Cambridge, MA September 24, 2015: The greatly anticipated report, Improving Diagnosis in Health Care, released by the Institute of Medicine (IOM), a division of the National Academies of Sciences, Engineering, and Medicine, shines a light on the risks to patients and providers in missed, delayed, or wrong diagnoses. Included in the report, in addition to three case studies, are several references to the analysis done for the CRICO Strategies 2014 Benchmarking Report Malpractice Risks in the Diagnostic Process.
“CRICO has long been focused on understanding the key drivers of diagnostic error and patient harm,” says Dana Siegal, RN, CPHRM, Director of Patient Safety of CRICO Strategies. Siegal also serves on the Society to Improve Diagnosis in Medicine (SIDM) Board of Directors. Siegal continued, “We welcome the light that the IOM has shone on the critical issues of diagnostic error and are especially encouraged by its recommendation that medical professional liability insurers collaborate with health care professionals to improve the diagnostic process through education, training, and practice improvement.”
For nearly 40 years, CRICO has leveraged learnings from claims analysis to drive improvement initiatives in the Harvard medical community. In 1998, this methodology was extend beyond the Harvard community to develop CBS, a national comparative benchmarking system. Today, CBS exceeds 300,000 MPL claims representing more than 20 captive and commercial insurers, who participate in comparative analysis and sharing of best practices.
Mark E. Reynolds, President of CRICO said, “We are pleased to see the IOM report recognize the role of claims analysis in understanding the diagnostic process and mitigating risk. Understanding and addressing diagnosis-related errors has been, and will continue to be, a focus for CRICO.”

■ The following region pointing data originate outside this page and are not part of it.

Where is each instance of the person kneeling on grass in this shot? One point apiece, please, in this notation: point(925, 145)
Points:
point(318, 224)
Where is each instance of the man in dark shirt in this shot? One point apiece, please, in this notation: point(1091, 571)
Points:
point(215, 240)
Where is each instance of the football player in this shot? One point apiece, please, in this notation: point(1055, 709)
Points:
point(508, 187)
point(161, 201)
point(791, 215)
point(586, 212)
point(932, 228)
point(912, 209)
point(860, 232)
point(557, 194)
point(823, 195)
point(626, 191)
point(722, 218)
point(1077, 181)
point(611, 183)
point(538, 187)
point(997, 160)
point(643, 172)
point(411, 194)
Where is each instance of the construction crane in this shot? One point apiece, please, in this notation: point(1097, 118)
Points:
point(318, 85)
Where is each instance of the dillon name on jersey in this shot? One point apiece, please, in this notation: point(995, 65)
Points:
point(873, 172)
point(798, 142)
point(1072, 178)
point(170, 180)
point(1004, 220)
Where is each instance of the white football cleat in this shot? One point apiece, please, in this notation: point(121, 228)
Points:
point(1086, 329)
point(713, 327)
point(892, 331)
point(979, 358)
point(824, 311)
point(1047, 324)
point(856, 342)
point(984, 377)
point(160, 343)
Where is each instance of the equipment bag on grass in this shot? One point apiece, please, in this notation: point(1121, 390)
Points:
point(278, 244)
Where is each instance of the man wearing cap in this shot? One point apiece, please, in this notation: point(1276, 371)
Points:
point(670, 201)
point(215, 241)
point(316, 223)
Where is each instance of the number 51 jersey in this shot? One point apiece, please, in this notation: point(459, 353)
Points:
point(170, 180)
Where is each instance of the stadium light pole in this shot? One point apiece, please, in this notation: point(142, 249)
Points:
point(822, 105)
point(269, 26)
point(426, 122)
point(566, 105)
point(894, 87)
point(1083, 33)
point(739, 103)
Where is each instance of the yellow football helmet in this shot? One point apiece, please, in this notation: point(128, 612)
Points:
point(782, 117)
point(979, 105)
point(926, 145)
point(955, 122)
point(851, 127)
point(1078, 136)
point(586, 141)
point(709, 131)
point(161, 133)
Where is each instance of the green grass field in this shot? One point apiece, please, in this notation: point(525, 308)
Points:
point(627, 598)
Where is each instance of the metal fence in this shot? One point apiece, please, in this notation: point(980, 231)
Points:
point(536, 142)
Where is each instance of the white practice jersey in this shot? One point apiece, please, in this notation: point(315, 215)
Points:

As cited in the IOM Report, “CRICO’s benchmarking studies demonstrate the utility of these data (malpractice claims) for understanding where in the diagnostic process errors are most likely to occur and what factors contributed to the error. This can be useful for designing both monitoring and improvement programs.”
Reynolds agrees with Dr. Victor Dzau, MD, President of the IOM, about the need for a collaborative effort to solve this problem. CRICO has been convening health care professionals within the Harvard community for decades and in 2010 formed the Academic Medical Center Patient Safety Organization (AMC PSO) to function as a national convener of clinicians and health care organizations to collect, aggregate, and analyze data, in a secure environment. Reynolds said, “CRICO is proud and energized to contribute to this ongoing dialog and exploration of solutions.”